We merge the previously generated datasets:

In [90]:
# Indices
train_dev_ind = np.concatenate((train_ind, dev_ind))

In [91]:
train_dev_ind.shape

(10833, 128)

In [92]:
# Segments
train_dev_seg = np.concatenate((train_seg, dev_seg))

In [93]:
train_dev_seg.shape

(10833, 128)

In [94]:
# y
train_dev_y = np.concatenate((train_y, dev_y))

In [95]:
train_dev_y.shape

(10833, 727)

## Fine-tuning

Using the corpus of labeled sentences, we fine-tune the model on a multi-label sentence classification task.

In [96]:
from keras.backend.tensorflow_backend import set_session

# Prevent GPU memory allocation problems
config = tf.ConfigProto()
config.gpu_options.allow_growth = True
set_session(tf.Session(config=config))

In [None]:
from keras_bert import load_trained_model_from_checkpoint

bert_model = load_trained_model_from_checkpoint(
    config_file=config_path, 
    checkpoint_file=checkpoint_path, 
    training=training,                                       
    trainable=trainable, 
    seq_len=SEQ_LEN
)

In [99]:
model.summary()

Model: "tfxlm_roberta_for_sequence_classification"
_________________________________________________________________
Layer (type)                 Output Shape              Param #   
roberta (TFRobertaMainLayer) multiple                  277453056 
_________________________________________________________________
classifier (TFRobertaClassif multiple                  592130    
Total params: 278,045,186
Trainable params: 278,045,186
Non-trainable params: 0
_________________________________________________________________


In [100]:
model.layers

[<transformers.models.roberta.modeling_tf_roberta.TFRobertaMainLayer at 0x7f4c78857090>,
 <transformers.models.roberta.modeling_tf_roberta.TFRobertaClassificationHead at 0x7f4c494b8650>]

In [101]:
from tensorflow.keras import Input, Model
from tensorflow.keras.layers import Dense, Activation
from tensorflow.keras.initializers import GlorotUniform

input_ids = Input(shape=(SEQ_LEN,), name='input_ids', dtype='int64')
attention_mask = Input(shape=(SEQ_LEN,), name='attention_mask', dtype='int64')
inputs = [input_ids, attention_mask]

cls_token = model.layers[0](input_ids=inputs[0], attention_mask=inputs[1])[0][:, 0, :] # take <s> token output representation (equiv. to [CLS]) 
out_logits = Dense(units=num_labels, kernel_initializer=GlorotUniform(seed=random_seed))(cls_token) # Multi-label classification
out_act = Activation('sigmoid')(out_logits)

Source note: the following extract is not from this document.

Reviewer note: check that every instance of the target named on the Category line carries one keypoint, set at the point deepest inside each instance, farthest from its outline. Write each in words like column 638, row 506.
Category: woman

model = Model(inputs=[input_ids, attention_mask], outputs=out_act)

In [102]:
model.summary()

Model: "model"
__________________________________________________________________________________________________
Layer (type)                    Output Shape         Param #     Connected to                     
input_ids (InputLayer)          [(None, 128)]        0                                            
__________________________________________________________________________________________________
attention_mask (InputLayer)     [(None, 128)]        0                                            
__________________________________________________________________________________________________
roberta (TFRobertaMainLayer)    TFBaseModelOutputWit 277453056   input_ids[0][0]                  
__________________________________________________________________________________________________
tf_op_layer_strided_slice (Tens [(None, 768)]        0           roberta[0][0]                    
______________________________________________________________________________________________

In [103]:
model.input

[<tf.Tensor 'input_ids:0' shape=(None, 128) dtype=int64>,
 <tf.Tensor 'attention_mask:0' shape=(None, 128) dtype=int64>]

In [104]:
model.output

<tf.Tensor 'activation_4/Identity:0' shape=(None, 727) dtype=float32>

In [None]:
%%time
from tensorflow.keras import optimizers, losses
import tensorflow_addons as tfa

optimizer = tfa.optimizers.RectifiedAdam(learning_rate=LR)
loss = losses.BinaryCrossentropy(from_logits=False)
model.compile(optimizer=optimizer, loss=loss)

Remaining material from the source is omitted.